The ailing dollar fell on Wednesday as sliding U.S. Treasury yields and below-forecast U.S. data fueled expectations of further monetary easing.
Mounting speculation the Federal Reserve could embark on a second round of quantitative easing, which would be negative for the dollar, drove the greenback to a five-month low against the euro and a two-year trough against the Australian dollar.
"The market is jumping on QE expectations as it feels the U.S. data will force the Fed to do something, and I think that will be the case," said Manuel Oliveri, currency strategist at UBS in Zurich.
Analysts said the dollar could face further losses as a selling trend was taking hold, while the euro would continue rising after becoming resilient to economic and banking problems facing some countries on the eurozone periphery. "The safe bet is to keep selling the dollar, especially given reasonably supportive data from the euro," said Peter Frank, currency analyst at Societe Generale.
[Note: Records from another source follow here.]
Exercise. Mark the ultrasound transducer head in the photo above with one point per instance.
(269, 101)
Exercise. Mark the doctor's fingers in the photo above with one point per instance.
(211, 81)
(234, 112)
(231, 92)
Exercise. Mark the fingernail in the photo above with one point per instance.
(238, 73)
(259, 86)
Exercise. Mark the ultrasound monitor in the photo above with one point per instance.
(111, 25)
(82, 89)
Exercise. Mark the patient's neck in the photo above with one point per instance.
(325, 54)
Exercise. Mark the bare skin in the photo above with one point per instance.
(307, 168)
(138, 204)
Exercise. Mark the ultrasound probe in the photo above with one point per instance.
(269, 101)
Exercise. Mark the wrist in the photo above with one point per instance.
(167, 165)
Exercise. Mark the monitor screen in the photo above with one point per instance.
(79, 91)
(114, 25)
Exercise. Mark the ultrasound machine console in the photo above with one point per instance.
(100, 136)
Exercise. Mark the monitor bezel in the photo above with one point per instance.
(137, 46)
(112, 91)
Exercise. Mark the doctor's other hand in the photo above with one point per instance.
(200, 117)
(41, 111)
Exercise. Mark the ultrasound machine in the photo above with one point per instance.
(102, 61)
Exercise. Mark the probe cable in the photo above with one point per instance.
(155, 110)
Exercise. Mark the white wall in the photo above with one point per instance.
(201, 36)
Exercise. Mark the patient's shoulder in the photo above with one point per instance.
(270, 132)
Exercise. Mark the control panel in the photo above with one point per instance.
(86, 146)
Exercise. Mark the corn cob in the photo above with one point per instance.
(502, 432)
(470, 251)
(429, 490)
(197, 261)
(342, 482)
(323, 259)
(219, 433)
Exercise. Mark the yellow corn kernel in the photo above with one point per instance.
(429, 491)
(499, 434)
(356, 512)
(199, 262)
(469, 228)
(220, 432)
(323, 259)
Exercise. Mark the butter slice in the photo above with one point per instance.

Data on Wednesday showed euro zone economic sentiment unexpectedly rose in September.
Frank said the euro had developed a thick skin to banking and economic problems faced by Ireland, which have flared in past weeks. Unless problems arose in a major country, such as Spain, the future of the euro zone was unlikely to be threatened.
At 1117 GMT, the dollar index was down 0.3 percent at 78.771, close to an earlier eight-month low of 78.616.
Dollar weakness helped push the Australian dollar to a two-year high of $0.9730 after a large option barrier at $0.9700 gave way.
The Swiss franc rose to 0.9735 francs per dollar, a 2-1/2-year high, according to Reuters data.
It later gave up those gains after data showed Switzerland's leading growth indicator, the KOF economic barometer, eased to 2.21 in September from 2.22 in August.
The KOF beat forecasts of 2.12, but some in the market had expected an even stronger reading.
The euro jumped to a five-month high of $1.3638 before pulling back to $1.3610.
Gains were capped after Standard and Poor's downgraded nationalized Anglo Irish Bank's lower tier 2 debt to CCC from B, but the euro traded 0.2 percent higher on the day.
Irish and Portuguese yield spreads hit euro lifetime highs against German bonds on Tuesday on concerns over those countries' fiscal deficits.
YEN INTERVENTION NERVES
The euro has risen about 11 percent against the dollar so far in the July-September quarter and is on track for its biggest quarterly percentage gain in about eight years, according to Reuters data.
"The primary reason for the euro's rise has been declining confidence in the dollar and covering of stale euro short positioning," said Stephen Gallo, head of market analysis at Schneider Foreign Exchange.
The dollar also looked vulnerable against the yen, hitting its lowest since Japan intervened to sell the yen two weeks ago to drive the dollar up from a 15-year low.
The dollar fell 0.4 percent against the yen to 83.50 yen on EBS, its lowest since Sept. 15, when Japan intervened.
Many in the market think Japan is likely to intervene again if the dollar threatens the 83 yen area as Japan's intervention began after it had hit a 15-year trough of 82.87 yen.